Ainsi, les tableaux manifestes apparaissent-ils comme une forme d’aboutissement. Ils résument toute la démarche de l’artiste : transformer son apparente maladresse en un langage pictural unique, où le rêve, le mystère et l’imaginaire prennent le pas sur la représentation réaliste.
Dans Mauvaise surprise une baigneuse nue qui vient peut-être de se baigner, ses vêtements à ses pieds, sort du lac derrière elle. Elle lève ses paumes de mains en signe de reddition face à un ours aux griffes acérées, prêt à l’attaquer. Un chasseur aux aguets vise et tire sur l’ours, de la fumée sort du canon du fusil. L’expression figée des protagonistes produit un effet cocasse.
La scène est en suspend, personne ne bouge malgré le coté dramatique de la situation. C’est un arrêt sur image. Rousseau ne fourni pas la clé de l’énigme et ne dit rien de ce qui s’est passé avant la scène, ni comment elle va se terminer.
La Bohémienne endormie entraine le visiteur dans la même ambigüité que l’œuvre précédente.
Une bohémienne à la figure sombre est endormie sur le sol, sa tête posée sur son écharpe, dans un paysage désertique et montagneux qui évoque l’Afrique. Un bâton à la main, un oud et un vase sont posés sur le sol à son coté, elle porte une robe rayée multicolore. Un lion près d’elle, la regarde, veille peut-être sur elle, la guette peut-être. La bohémienne est-t-elle en danger ou protégée ?
Rousseau place le visiteur entre peur et fantaisie. Chaque élément de la composition est une énigme sans indice permettant sa compréhension. Un certain orientalisme baigne la scène.
La Charmeuse de serpents est une commande de la mère de l’artiste Robert Delaunay. Cette allégorie exotique allie l’iconographie propre au jardin d’Éden et des influences orientalistes. Telle une Vénus, la figure féminine se présente de face, une jambe pliée, l’autre tendue comme dans un léger contrapposto, sa longue chevelure tombant derrière elle jusqu’aux genoux.
La composition présente une Eve sombre et nue joueuse de flute dans un décor de jungle touffue et luxuriante, au bord d’un lac.

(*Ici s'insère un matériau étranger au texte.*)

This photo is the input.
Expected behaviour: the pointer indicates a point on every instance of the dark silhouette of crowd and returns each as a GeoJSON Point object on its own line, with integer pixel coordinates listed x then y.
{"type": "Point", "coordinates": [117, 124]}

De son visage, on ne distingue que les yeux qui brillent dans la semi obscurité. La flutiste joue et charme de multiples serpents qui ondoient autour de son cou, depuis le sol ou à partir des branchages au dessus d’elle. Une atmosphère mystérieuse baigne la scène entre la lumière de la pleine lune et la lumière vive éclairant les plantes du premier plan.
Rousseau cherche à faire ressentir le pouvoir de la musique. Comme une hypnotiseuse, la charmeuse est la maitresse de ce pouvoir musical tout comme Rousseau est le maître de son pouvoir pictural.
La Charmeuse de serpents est achetée par le collectionneur Jacques Doucet qui, à la même époque possède les Demoiselles d’Avignon de Picasso. Il lèguera La Charmeuse de serpents au Louvre.
Pour conclure, oubliez le cliché du peintre « naïf » ou « du dimanche » et ne passez pas à coté de l’exposition ambitieuse des œuvres d’Henri Rousseau qui bouscule les idées reçues.
Loin des légendes qui collent à la peau du « Douanier Rousseau », ce parcours stimulant plonge au cœur de sa pratique picturale pour révéler un artiste habité par une vraie rigueur et des ambitions professionnelles affirmées.
Une relecture indispensable pour redécouvrir l’un des peintres les plus singuliers de son époque.